What is Kage

Kage is a mobile application that powers Chirp’s decentralized data collection network — forming a global layer of connectivity for the Internet of Things (IoT). Through Kage, everyday users known as Data Hunters help build a real-world DePIN database that enables low-power, GPS-free geopositioning.

Kage transforms ordinary smartphones into active mapping tools that detect and analyze wireless signals in the environment — such as Wi-Fi, cellular, and BLE. These signals create a constantly evolving dataset that powers Chirp’s positioning and IoT solutions. The result is a living, crowd-sourced infrastructure capable of providing location intelligence in places where GPS is unavailable, unreliable, or inefficient. Since its launch, Kage has achieved remarkable global adoption. in 8 months starting February of of 2025, the community has scanned over 4 billion networks worldwide — a milestone that took traditional Web2 wardriving projects more than 20 years to reach. This exponential growth showcases the strength of Chirp’s DePIN model, where people collectively build real infrastructure, faster and more efficiently than any centralized effort.

How Data Hunters Contribute

Every Kage user, or Data Hunter, plays a crucial role in building the Chirp Network. By scanning wireless environments and discovering beacons in Wings of Chronos (WoC) missions, Data Hunters contribute to the creation of a real-world, decentralized positioning grid.

This grid forms the backbone of Chirp’s DePIN infrastructure, which allows devices and sensors to determine their location without the need for satellite GPS. Each scan or beacon discovery strengthens the global map, expanding Chirp’s network coverage and improving accuracy across millions of devices worldwide.

The gamified beacon hunt is not for entertainment — it’s a mechanism for engagement and contribution. Every discovery enriches the IoT ecosystem and supports a collective technological mission.

Kage and the Chirp Ecosystem

Kage is part of the broader Chirp Ecosystem, a technology stack that brings decentralized geopositioning to the Internet of Things. The data collected through Kage feeds directly into Chirp’s signal intelligence and positioning APIs, which businesses, developers, and organizations use to power real-world applications.

Key Applications

1. Indoor Geopositioning Without Infrastructure Traditional indoor positioning requires dedicated sensors, routers, or beacons. Chirp’s technology eliminates this need by leveraging existing wireless signals captured by Kage. This makes it possible to locate assets, people, or devices inside buildings, warehouses, or industrial facilities without installing any additional hardware.

2. Low-Power IoT and Battery-Sensitive Devices GPS consumes significant energy, making it inefficient for low-power applications such as LoRaWAN or MIOTY trackers, smart sensors, or long-life asset monitors. By using Chirp’s APIs — powered by Kage data — devices can determine their position with minimal power consumption, drastically extending battery life while maintaining accuracy.

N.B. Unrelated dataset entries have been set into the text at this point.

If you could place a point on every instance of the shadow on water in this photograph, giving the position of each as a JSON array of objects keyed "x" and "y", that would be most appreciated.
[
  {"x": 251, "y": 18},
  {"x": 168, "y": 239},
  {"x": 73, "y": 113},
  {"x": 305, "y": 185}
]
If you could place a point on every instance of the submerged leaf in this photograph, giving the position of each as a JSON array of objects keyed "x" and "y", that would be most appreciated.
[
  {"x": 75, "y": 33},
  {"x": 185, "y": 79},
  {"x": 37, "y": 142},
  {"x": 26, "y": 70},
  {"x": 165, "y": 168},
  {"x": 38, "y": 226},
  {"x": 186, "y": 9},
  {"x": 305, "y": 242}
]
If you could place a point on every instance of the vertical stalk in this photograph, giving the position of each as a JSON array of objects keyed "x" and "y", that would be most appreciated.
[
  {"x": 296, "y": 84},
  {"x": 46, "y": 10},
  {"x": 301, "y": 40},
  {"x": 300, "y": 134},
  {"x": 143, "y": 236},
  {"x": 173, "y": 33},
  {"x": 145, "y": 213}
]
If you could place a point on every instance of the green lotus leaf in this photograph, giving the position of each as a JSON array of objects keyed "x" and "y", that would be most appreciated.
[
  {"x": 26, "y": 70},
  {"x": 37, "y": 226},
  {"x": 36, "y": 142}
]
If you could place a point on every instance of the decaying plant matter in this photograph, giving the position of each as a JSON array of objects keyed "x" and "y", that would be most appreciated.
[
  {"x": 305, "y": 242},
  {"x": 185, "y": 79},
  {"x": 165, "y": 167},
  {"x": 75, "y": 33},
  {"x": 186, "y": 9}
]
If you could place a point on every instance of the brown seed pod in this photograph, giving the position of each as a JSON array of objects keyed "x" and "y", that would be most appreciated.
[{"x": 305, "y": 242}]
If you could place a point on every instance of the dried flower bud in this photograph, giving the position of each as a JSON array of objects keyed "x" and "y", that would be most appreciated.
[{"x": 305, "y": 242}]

3. Resilient Positioning in GPS-Denied Environments In rare but critical cases, such as war zones or areas where GPS signals are blocked or jammed, Chirp provides a reliable alternative for geopositioning. Kage’s signal-based mapping allows for navigation and tracking even when satellite access is compromised — offering resilience where it matters most.

Gamification as Engagement, Not Entertainment

Kage uses game design principles to make participation more engaging and rewarding — not to create a game. The Wings of Chronos (WoC) experience turns real-world data collection into an immersive treasure hunt, where the act of searching for beacons is the work itself.

While Data Hunters explore and search for Bronze or Golden Beacons, their devices continuously scan and map surrounding wireless environments — performing the core function of expanding Chirp’s global IoT network. The beacon discoveries are rewards for this valuable work, recognizing contributors for strengthening and validating the decentralized infrastructure.

At the foundation of this design is the DePIN principle: people do the real-world work of building and maintaining physical network infrastructure, and the network rewards them for it.

Each mission, beacon, or achievement represents meaningful contribution to a global IoT infrastructure. This approach blends motivation with purpose — where the excitement of discovery directly fuels the growth of a decentralized network powering the future of connectivity.